Although the precise mechanism by which testolactone produces its clinical antineoplastic effects has not been established, its principal action is reported to be inhibition of steroid aromatase activity and consequent reduction in estrone synthesis from adrenal androstenedione, the major source of estrogen in postmenopausal women. Based on in vitro studies, the aromatase inhibition may be noncompetitive and irreversible. This phenomenon may account for the persistence of testolactone’s effect on estrogen synthesis after drug withdrawal.

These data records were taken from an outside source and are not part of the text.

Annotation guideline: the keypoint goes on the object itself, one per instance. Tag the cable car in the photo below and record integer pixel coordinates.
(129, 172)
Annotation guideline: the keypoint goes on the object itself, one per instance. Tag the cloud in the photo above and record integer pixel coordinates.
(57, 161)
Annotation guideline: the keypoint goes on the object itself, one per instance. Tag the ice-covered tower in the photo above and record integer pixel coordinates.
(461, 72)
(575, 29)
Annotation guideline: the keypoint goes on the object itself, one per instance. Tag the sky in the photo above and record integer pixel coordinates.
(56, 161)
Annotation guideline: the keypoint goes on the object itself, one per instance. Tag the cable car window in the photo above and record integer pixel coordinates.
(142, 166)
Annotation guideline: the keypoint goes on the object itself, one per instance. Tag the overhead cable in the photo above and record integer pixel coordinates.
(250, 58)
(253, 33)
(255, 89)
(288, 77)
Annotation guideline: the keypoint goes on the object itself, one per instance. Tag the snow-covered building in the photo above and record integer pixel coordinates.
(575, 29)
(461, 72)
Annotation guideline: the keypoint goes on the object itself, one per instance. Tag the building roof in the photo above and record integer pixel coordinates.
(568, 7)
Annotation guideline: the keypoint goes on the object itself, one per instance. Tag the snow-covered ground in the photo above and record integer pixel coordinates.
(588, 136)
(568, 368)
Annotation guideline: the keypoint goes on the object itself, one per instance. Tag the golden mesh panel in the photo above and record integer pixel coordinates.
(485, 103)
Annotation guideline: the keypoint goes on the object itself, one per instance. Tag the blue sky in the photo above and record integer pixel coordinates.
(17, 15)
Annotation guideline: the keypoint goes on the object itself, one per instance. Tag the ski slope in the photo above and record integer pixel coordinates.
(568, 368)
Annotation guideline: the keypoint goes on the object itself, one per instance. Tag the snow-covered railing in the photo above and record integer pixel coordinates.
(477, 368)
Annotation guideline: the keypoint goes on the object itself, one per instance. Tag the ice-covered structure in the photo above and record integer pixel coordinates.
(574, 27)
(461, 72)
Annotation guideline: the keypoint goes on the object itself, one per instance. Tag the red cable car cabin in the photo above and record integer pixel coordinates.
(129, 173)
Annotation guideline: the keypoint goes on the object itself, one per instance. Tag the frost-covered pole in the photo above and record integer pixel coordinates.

Despite some similarity to testosterone, testolactone has no in vivo androgenic effect. No other hormonal effects have been reported in clinical studies in patients receiving testolactone. In one study, testolactone administered orally (1000 mg/day) was reported to increase renal tubular reabsorption of calcium but to have no effect on serum calcium concentration. The mechanism of the hypocalciuric effect is unknown. No clinical effects in humans of testolactone on adrenal function have been reported; however, one study noted an increase in urinary excretion of 17-ketosteroids in most of the patients treated with 150 mg/day orally.
Testolactone is well absorbed from the gastrointestinal tract. It is metabolized to several derivatives in the liver, all of which preserve the lactone D-ring. These metabolites, as well as some unmetabolized drug, are excreted in the urine. Additional pharmacokinetic data in humans are unavailable.
For information concerning carcinogenesis, mutagenesis, pregnancy, and lactation, see the corresponding PRECAUTIONS sections.
In animals, parenteral but not oral testolactone reduced cortisone acetate induced hepatic glycogen deposits. In animal tests conducted to detect any hormonal activity for testolactone, some evidence of antiandrogenic and antiglucocorticoid activity was seen; increased growth rate in the newborn was suggested. However there was no clear manifestation of androgenic, estrogenic or antiestrogenic, progestational or antiprogestational, gonadotropin-like or antigonadotropic effects. Testolactone did not demonstrate anti-inflammatory, mineralocorticoid-like, or glucocorticoid-like properties.